Falcons return to Stonehenge with public displays

For the Victorians, the skies above Stonehenge were a prime location for the sport of falconry.

English Heritage is reviving the tradition with public displays of historic hawking and falconry over the bank holiday weekend.

During the 19th century, the open landscape of the Salisbury Plain surrounding Stonehenge was a favoured hawking ground for the Old Hawking Club.

A peregrine falcon will be one of the birds on display at Stonehenge this bank holiday weekend (English Heritage/PA).
A peregrine falcon will be one of the birds on display at Stonehenge this bank holiday weekend (English Heritage/PA).

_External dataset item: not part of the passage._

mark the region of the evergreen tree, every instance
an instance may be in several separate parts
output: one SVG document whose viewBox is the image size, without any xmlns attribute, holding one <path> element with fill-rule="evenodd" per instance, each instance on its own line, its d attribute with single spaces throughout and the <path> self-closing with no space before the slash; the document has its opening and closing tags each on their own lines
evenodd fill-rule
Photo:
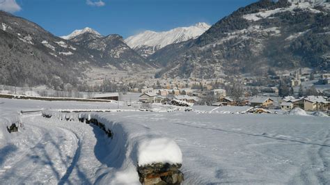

The army first conducted exercises on Salisbury plain in 1898, and the garrison town of Larkhill was so named due to an abundance of skylarks, making it very attractive to falconers.

From 1900, the rapid spread of army camps, rifle ranges and barbed wire restricted the activities of the club but they continued to hawk where they could in the landscape and parishes surrounding Stonehenge.

In its first series of events since lockdown, English Heritage will be hosting historic falconry events at its sites across the country this September, starting with Stonehenge and including Dover Castle and Eltham Palace.

Jenny Davies, from English Heritage, said: “We are delighted to bring back falconry to Stonehenge for this special bank holiday event, and to be able to recreate yet another element of Stonehenge’s fascinating and eclectic recent history.

“For our visitors and members, events are such a feature of an English Heritage summer, and although we haven’t been able to host our usual programme across the country due to coronavirus restrictions, falconry lends itself really well to social distancing, as the whole sky is the stage.”